Se provate a digitare il nome di Flavia Pennetta su Google, tra i primi risultati troverete il sito dei suoi fan descritto come Fansite for the best Italian tennisplayer. Tifosi troppo buoni, direte voi. Possibile, ma la vittoria ottenuta dalla tennista brindisina, domenica scorsa a Vina Del Mar nella Cachantun Cup, l’ha fatta entrare nell’olimpo delle migliori. La Pennetta ha conquistato, infatti, il suo quinto titolo WTA raggiungendo Raffaella Reggi. Meglio di loro ha fatto solo Sandra Cecchini, che di titoli ne ha vinti 12.

Soddisfazione immensa e un altro passo importante per quella carriera da tennista a cui era stata avviata da suo padre Oronzo giusto vent’anni fa. Flavia Pennetta è cresciuta nel mito di Monica Seles, una delle più grandi tenniste di sempre che ha appeso la racchetta al chiodo lo scorso anno. E come la tennista serba, il suo colpo migliore è il rovescio. Quello a due mani che diventa un vero e proprio fendente micidiale sulle superfici veloci.

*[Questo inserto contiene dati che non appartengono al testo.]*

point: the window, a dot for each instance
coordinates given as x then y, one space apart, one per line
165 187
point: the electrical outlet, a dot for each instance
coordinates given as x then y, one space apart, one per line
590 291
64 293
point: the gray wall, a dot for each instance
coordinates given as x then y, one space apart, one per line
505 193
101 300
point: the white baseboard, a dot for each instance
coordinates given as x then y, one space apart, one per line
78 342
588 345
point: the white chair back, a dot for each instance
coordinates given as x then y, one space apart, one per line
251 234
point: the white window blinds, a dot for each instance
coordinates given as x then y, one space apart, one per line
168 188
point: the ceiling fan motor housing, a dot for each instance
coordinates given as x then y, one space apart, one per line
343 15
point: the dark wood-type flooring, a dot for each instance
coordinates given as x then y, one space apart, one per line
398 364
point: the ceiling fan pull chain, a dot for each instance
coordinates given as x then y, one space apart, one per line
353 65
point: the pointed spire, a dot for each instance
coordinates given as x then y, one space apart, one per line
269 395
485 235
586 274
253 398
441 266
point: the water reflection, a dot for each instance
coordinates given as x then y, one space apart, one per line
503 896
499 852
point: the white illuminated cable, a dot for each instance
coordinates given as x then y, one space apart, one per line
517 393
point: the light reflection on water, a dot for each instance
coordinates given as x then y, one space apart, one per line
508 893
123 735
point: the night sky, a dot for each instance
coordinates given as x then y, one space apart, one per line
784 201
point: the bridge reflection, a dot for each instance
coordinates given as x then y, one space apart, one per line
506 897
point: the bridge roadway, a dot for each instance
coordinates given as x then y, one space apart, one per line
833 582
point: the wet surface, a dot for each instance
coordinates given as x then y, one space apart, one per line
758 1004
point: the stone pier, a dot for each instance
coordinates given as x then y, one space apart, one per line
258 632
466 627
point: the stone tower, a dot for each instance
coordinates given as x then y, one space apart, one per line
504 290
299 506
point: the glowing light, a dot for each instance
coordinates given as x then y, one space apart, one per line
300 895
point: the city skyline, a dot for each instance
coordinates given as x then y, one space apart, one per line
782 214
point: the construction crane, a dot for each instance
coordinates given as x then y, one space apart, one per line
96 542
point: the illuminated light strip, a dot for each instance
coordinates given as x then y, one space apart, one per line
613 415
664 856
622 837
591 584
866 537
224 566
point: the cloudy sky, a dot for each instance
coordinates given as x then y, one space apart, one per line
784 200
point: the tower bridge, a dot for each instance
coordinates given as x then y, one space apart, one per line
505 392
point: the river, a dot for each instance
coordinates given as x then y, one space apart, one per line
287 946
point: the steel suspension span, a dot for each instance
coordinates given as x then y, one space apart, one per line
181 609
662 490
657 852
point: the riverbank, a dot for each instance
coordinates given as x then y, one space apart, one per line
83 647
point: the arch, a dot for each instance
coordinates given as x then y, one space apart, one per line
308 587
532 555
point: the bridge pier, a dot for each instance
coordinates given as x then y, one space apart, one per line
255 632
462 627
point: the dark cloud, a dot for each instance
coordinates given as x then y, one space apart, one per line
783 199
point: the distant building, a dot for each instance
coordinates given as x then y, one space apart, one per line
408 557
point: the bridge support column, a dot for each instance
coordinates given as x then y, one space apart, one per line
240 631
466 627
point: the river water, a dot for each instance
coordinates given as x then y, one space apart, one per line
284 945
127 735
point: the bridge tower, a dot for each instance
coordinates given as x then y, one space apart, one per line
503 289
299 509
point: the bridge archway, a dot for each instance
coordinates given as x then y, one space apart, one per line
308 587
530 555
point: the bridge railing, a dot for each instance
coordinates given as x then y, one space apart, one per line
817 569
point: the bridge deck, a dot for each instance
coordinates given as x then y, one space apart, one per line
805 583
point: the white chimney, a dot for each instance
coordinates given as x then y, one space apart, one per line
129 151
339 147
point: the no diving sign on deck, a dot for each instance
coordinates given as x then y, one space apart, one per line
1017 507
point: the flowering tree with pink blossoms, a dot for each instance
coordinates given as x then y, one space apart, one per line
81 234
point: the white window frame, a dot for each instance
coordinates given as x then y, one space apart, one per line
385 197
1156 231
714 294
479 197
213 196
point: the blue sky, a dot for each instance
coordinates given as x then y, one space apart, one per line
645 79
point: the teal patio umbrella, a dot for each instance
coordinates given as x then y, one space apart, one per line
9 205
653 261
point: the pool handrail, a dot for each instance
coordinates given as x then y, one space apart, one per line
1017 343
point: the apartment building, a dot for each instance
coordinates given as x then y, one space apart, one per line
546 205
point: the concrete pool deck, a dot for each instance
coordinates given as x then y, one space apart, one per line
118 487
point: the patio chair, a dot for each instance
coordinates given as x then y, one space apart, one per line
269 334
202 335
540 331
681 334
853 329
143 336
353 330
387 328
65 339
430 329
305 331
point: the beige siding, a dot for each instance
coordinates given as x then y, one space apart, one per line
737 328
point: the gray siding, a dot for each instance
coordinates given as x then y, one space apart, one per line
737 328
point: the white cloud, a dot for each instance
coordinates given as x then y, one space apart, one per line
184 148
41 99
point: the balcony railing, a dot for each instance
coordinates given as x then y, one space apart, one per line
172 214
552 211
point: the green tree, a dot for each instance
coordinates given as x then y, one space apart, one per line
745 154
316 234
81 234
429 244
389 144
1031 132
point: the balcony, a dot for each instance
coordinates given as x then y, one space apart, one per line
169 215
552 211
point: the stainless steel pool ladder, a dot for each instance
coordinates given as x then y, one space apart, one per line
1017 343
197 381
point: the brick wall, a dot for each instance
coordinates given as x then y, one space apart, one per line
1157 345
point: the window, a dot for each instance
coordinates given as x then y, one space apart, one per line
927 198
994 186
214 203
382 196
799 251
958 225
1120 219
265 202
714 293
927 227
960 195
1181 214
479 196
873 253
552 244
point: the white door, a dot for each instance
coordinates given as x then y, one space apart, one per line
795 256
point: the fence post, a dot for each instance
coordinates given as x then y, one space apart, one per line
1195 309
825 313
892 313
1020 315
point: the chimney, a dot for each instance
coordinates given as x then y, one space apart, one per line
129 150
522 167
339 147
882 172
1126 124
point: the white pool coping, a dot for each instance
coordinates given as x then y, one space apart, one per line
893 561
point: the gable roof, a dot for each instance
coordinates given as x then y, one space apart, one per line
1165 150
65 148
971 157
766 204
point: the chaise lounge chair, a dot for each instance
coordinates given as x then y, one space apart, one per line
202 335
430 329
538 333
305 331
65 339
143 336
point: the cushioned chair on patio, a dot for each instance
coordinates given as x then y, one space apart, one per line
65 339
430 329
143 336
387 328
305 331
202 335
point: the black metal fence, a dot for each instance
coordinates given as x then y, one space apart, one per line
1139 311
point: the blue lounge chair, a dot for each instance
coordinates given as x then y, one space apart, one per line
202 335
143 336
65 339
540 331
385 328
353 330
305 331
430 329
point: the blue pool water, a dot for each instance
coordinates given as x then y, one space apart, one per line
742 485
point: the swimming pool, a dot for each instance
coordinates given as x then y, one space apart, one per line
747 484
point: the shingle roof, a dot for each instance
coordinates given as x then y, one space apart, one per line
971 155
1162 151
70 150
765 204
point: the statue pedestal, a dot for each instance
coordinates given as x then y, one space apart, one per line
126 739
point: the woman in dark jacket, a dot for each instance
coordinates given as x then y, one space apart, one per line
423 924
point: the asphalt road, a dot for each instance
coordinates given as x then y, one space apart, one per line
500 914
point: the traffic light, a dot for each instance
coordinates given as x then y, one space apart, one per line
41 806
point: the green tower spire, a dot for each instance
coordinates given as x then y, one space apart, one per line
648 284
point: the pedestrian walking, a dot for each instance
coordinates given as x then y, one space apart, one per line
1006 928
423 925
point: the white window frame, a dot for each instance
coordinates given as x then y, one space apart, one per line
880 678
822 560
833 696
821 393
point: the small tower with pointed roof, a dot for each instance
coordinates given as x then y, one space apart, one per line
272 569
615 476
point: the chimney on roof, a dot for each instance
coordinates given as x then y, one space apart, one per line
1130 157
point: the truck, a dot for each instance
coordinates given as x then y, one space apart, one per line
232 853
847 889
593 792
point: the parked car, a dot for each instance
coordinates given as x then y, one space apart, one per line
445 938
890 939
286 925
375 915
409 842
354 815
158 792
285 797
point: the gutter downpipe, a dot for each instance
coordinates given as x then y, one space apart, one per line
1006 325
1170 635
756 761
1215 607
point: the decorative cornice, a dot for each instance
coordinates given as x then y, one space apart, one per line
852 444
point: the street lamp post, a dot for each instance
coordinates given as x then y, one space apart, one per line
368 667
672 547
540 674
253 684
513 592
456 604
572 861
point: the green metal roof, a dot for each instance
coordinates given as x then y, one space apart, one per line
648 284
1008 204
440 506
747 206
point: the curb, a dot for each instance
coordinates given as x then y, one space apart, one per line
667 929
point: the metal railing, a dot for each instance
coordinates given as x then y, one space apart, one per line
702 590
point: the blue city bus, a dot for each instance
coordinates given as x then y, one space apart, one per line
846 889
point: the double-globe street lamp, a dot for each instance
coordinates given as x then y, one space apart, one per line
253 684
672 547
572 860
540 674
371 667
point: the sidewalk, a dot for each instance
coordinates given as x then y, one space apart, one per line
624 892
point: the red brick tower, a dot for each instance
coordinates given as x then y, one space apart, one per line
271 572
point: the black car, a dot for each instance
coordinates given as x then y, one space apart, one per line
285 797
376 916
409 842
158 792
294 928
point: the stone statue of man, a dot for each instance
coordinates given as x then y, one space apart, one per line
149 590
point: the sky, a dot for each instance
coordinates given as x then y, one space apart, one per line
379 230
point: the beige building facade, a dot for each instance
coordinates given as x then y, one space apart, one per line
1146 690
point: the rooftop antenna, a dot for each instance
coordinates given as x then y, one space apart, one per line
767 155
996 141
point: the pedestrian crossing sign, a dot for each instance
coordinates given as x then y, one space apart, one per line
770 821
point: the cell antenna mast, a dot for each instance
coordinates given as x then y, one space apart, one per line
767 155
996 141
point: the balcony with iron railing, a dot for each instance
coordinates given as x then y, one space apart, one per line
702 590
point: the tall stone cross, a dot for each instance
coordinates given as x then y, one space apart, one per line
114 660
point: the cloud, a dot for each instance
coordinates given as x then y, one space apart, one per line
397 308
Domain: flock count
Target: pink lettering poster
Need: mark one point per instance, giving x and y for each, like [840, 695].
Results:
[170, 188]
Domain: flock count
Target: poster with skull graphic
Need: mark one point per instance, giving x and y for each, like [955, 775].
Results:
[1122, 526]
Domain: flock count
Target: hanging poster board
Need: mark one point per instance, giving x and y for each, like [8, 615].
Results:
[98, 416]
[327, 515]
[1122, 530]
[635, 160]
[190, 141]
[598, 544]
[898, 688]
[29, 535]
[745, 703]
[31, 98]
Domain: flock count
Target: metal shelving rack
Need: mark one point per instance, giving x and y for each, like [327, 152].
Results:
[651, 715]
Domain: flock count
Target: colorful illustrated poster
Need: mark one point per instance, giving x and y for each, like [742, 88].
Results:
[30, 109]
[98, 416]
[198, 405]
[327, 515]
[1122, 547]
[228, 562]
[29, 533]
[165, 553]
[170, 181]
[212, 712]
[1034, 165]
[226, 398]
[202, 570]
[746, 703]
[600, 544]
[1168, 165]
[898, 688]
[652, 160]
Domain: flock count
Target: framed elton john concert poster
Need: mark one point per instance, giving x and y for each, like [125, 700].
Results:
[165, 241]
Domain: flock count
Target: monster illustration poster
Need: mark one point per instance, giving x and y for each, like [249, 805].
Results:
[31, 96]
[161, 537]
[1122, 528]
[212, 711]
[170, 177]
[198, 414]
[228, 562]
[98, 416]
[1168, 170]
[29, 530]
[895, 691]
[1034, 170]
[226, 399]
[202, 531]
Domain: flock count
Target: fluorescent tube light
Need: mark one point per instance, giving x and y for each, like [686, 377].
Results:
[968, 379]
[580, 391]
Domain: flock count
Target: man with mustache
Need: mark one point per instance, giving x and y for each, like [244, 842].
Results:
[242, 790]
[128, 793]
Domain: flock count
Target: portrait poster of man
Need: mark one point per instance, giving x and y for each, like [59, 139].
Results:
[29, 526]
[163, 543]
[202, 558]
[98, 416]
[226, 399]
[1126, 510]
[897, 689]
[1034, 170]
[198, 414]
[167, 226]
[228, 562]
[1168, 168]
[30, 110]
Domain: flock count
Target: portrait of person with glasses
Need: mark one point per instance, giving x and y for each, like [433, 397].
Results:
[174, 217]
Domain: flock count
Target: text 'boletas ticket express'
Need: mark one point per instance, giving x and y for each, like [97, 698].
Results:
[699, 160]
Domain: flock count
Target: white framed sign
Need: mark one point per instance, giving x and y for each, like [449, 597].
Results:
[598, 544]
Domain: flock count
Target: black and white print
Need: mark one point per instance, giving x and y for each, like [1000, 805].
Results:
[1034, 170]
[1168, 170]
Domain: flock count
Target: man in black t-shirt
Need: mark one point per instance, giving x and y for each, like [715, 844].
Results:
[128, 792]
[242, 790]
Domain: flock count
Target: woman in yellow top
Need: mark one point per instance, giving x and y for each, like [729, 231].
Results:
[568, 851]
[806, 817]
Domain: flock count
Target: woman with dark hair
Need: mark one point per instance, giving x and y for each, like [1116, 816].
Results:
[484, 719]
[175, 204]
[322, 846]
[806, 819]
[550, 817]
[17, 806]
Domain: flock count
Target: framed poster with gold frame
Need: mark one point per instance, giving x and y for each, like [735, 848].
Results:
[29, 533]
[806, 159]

Un talento, quello di Flavia, coltivato nel tempo e affacciatosi alla ribalta molto presto, alla fine degli anni novanta. Il doppio è la specialità in cui la brindisina trova le prime soddisfazioni: vittoria del campionato italiano under 14 (1996) e coppa del mondo under 18 (1998). L’anno dopo è la volta del Roland Garros di categoria.

Flavia è ormai pronta per il passaggio tra le professioniste. In casa Italia, gli addetti ai lavori si aspettano tantissimo da lei. La brindisina, però, paga lo scotto del noviziato e nei primi due anni le soddisfazioni sono poche. Si rifà con le vittorie in quattro tornei Itf e cinque vittorie nei tornei di doppio. Il 2002 è anche l’anno dell’esordio, poco fortunato, nei tornei WTA, quelli riservati alle migliori.

Nel 2003 promette: «A fine anno voglio essere fra le migliori 50…». I buoni propositi naufragano anche per via di fastidiosi infortuni. Accadrà l’anno dopo, con la prima delle cinque vittorie nei tornei WTA, quella di Sopot. Arriveranno poi quelle ad Acapulco e Bogotà. In mezzo tante finali e, soprattutto, la grandissima vittoria con la nazionale nella Federation Cup, nel settembre 2006.

La storia sportiva di Flavia Pennetta si è anche tinta di rosa ai tempi della sua love story con il collega spagnolo Carlos Moya. Relazione naufragata lo scorso luglio quando il tennista si è fatto beccare con l’attrice Carolina Cerezuela, volto noto della tv iberica. Brutta storia che si va ad inserire in un 2007 burrascoso per la Pennetta, già in crisi di risultati e condizione per via di un intervento chirurgico al polso sinistro infortunato.

Una crisi che, però, non ha lasciato ulteriori strascichi nella stagione tennistica di Flavia. A dicembre dello stesso anno, la brindisina coglie la vittoria nel torneo di singolo a Bangkok battendo avversarie del calibro di Venus Williams e Shahar Peer. Poi domenica scorsa, il quinto sigillo nei tornei Wta a Vina del Mar, superando in finale la ceca Klara Zakopalova.

Per chi non l’avesse capito, Flavia è tornata. Più forte di prima.